Plot Kaplan-Meier curves predictions

Similarly we can extract the Kaplan-Meier curves for each sampled OS data set and plot them:

Show the code
km_curves <- lapply(os_data_samples, function(df) {
    survfit_obj <- survival::survfit(Surv(os_time, os_event) ~ arm, data = df)
    times <- survfit_obj$time
    surv_probs <- survfit_obj$surv
    strata <- survfit_obj$strata
    n_control <- strata[1]
    n_treatment <- strata[2]

    control_fun <- stepfun(
        times[1:n_control],
        c(1, surv_probs[1:n_control]),
        right = TRUE
    )
    treatment_fun <- stepfun(
        times[(n_control + 1):length(times)],
        c(1, surv_probs[(n_control + 1):length(surv_probs)]),
        right = TRUE
    )
    control_vals <- control_fun(time_grid)
    treatment_vals <- treatment_fun(time_grid)

    list(control = control_vals, treatment = treatment_vals)
})

km_control_samples <- sapply(km_curves, function(x) x$control)
km_treatment_samples <- sapply(km_curves, function(x) x$treatment)

survfit_ia <- survival::survfit(Surv(os_time, os_event) ~ arm, data = os_data_augmented)

plot(survfit_ia, col = c(1, 2), xlim = c(0, max(time_grid)))

# Add the mean KM curves for each arm.
lines(time_grid, rowMeans(km_control_samples), col = 1)
lines(time_grid, rowMeans(km_treatment_samples), col = 2)

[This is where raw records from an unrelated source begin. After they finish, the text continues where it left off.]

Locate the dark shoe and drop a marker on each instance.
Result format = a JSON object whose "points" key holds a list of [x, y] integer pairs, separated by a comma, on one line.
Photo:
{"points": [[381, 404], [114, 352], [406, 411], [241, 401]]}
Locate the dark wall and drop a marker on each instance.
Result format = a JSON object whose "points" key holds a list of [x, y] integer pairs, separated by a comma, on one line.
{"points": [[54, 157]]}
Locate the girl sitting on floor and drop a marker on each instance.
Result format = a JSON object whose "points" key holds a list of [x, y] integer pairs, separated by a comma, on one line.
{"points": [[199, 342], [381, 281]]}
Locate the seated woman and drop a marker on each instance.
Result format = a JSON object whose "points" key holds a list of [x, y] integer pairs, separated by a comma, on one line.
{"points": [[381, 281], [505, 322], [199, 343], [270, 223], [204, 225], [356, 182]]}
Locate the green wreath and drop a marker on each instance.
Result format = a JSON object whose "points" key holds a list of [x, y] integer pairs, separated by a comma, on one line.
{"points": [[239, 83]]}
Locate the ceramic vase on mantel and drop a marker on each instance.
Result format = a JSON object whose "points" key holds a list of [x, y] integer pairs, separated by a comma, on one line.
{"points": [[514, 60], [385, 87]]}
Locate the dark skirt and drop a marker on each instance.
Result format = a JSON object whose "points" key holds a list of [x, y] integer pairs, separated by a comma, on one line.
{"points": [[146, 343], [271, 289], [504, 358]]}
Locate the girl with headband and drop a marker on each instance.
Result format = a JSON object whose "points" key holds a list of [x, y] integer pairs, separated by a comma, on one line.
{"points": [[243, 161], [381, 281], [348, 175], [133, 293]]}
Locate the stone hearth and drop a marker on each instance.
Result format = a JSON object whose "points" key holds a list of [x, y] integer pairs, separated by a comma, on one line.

# Add pointwise confidence intervals as shaded areas.
km_control_ci <- apply(km_control_samples, 1, quantile, probs = c(0.025, 0.975))
km_treatment_ci <- apply(
    km_treatment_samples,
    1,
    quantile,
    probs = c(0.025, 0.975)
)

polygon(
    c(time_grid, rev(time_grid)),
    c(km_control_ci[1, ], rev(km_control_ci[2, ])),
    col = adjustcolor(1, alpha.f = 0.2),
    border = NA
)
polygon(
    c(time_grid, rev(time_grid)),
    c(km_treatment_ci[1, ], rev(km_treatment_ci[2, ])),
    col = adjustcolor(2, alpha.f = 0.2),
    border = NA
)

We can see that we assume a very long follow up of the data here. Obviously we could cut the data sets at a certain number of events or a specific time point easily.